Turnout in the state has varied dramatically from county to county. For instance, deeply Democratic Philadelphia has averaged the lowest turnout as a share of registered voters of any Pennsylvania county over the past decade and notably had the lowest turnout in both the 2020 presidential election and 2022 midterms. What’s more: in eight of the 13 counties that backed Biden for president—which collectively made up nearly a quarter of the vote share in 2020—voter turnout trailed the statewide average (66.5 percent).
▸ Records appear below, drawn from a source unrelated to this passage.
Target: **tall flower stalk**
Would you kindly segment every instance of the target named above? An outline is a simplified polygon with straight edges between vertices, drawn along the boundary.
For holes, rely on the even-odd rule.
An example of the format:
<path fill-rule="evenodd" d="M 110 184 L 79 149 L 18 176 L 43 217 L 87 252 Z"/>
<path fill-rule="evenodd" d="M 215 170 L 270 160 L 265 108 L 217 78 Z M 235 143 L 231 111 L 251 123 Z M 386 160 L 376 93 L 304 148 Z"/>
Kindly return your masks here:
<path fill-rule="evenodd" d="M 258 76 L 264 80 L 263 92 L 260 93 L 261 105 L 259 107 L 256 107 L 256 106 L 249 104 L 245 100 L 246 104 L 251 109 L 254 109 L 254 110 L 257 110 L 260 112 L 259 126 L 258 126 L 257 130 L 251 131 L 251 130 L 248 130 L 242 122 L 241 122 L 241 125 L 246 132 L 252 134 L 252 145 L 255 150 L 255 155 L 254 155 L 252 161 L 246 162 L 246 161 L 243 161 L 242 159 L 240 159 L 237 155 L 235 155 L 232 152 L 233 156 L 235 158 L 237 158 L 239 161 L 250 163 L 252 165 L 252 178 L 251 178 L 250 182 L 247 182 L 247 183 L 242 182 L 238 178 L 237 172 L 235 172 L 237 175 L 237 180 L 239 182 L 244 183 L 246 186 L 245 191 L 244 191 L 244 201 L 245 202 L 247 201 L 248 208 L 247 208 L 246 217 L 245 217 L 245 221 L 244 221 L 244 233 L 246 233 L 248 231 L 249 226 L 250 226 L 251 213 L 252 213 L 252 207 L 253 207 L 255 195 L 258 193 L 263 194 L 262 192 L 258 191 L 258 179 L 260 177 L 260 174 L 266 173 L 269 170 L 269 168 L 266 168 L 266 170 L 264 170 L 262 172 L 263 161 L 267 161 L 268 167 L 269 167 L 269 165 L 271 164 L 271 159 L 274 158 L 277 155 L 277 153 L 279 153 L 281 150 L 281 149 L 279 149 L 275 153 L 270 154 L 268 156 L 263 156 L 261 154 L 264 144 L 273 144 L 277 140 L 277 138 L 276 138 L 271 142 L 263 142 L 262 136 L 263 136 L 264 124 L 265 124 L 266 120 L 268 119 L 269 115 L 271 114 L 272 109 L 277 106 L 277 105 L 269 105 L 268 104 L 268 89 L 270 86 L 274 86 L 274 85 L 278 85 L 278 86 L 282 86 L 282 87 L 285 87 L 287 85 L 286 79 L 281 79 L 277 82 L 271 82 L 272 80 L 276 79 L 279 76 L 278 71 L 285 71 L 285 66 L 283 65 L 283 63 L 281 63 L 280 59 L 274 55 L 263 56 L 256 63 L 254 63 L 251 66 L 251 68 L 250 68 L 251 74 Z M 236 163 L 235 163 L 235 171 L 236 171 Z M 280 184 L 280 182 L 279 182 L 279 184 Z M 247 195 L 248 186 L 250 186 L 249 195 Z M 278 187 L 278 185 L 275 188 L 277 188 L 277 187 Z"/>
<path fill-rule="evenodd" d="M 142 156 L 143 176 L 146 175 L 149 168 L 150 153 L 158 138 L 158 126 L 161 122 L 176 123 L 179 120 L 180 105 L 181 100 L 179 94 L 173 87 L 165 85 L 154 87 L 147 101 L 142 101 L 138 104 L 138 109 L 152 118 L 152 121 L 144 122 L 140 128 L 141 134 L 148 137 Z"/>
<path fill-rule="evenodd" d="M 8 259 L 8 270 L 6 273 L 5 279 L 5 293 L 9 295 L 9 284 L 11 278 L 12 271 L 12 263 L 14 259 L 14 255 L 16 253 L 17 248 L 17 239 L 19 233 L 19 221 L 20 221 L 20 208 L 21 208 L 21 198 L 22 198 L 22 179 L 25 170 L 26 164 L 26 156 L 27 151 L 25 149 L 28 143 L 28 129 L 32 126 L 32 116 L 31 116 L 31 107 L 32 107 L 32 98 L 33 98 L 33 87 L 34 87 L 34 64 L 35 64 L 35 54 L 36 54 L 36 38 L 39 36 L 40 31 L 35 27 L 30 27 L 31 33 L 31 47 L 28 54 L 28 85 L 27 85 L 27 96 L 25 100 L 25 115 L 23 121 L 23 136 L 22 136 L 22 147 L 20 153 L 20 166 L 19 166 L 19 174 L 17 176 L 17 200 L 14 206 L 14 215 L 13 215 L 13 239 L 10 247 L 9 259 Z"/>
Meanwhile, among the 39 counties whose average turnout was equal to or higher than the state average between 2012 and 2022, only five backed Biden. Importantly, three of those counties are among the top four in the state for average turnout, and all three are based in the rapidly growing—and increasingly Democratic—Philadelphia suburbs: Montgomery (73.8 percent), Chester (73.4 percent), and Bucks (71.8 percent).3 The robust turnout in these counties—coupled with Democrats’ growing electoral success in them—has been crucial to the party’s statewide competitiveness, especially when considering that across the other 34 counties where average turnout ran ahead of the statewide average, Trump bested Biden by 30.7 points.
[Part two of this report tomorrow will examine Pennsylvania demographic trends and voting patterns.]
Even in the one contest where his margin was in the single digits—U.S. Senate in 2012—it was still a healthy 9.1 points.
The city and county of Philadelphia are coterminous.
The fourth, Juniata, is a deeply conservative county in central Pennsylvania, though it only made up 0.2 percent of the 2020 vote share.